This Washington Post article by Peter Wallsten and Krissah Thompson reminds once again of the limits of race-neutrality, this time in American politics. The point here is quite simple and not at all novel, where groups are positioned unequally in society "neutral" public policies will impact different groups differently. Depending upon the policy, it might improve the position of some groups, worsen the position of other groups, and have a truly neutral impact on some other groups. Everybody understands this basic point, which is why all interest groups seek group-specific benefits and not neutral-measures.
This is also why the Obama position that he is the President of the whole country and not just African Americans never made any sense. You can't ask me to vote for you but then ask me not to ask you for anything specific to my needs. That is not consent of the governed. There are limits to group-specific measures (moral, constitutional, political, etc.). So, the point here is not that group-specific must always trump group-neutrality, but the public position of the Obama administration, no race-specific measures (or as Wallsten and Thompson put it, "race-avoidance strategy") was extreme. In practice the Obama administration was willing to be race-specific as long as it could do so with little attention and visibility.

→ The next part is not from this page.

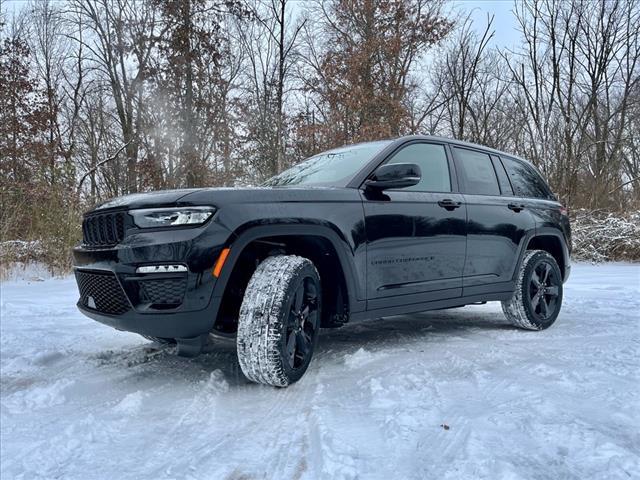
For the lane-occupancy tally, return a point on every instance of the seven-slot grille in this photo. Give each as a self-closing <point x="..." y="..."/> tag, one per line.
<point x="101" y="230"/>
<point x="101" y="291"/>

The truth is that race-neutral public policy measures--the idea that a rising tide will lift all boats, as a universal strategy, will not work for the black community. We're not all in the same lake. It might marginally improve the black community's position in some contexts, but it will always leave them quite vulnerable at best.
So, here are two questions: (a) will the Obama administration offer specific race-based public policy measures aimed directly at improving the position of the black and latino communities? (b) will those communities settle for less for the symbolic benefits of reelecting the first black president?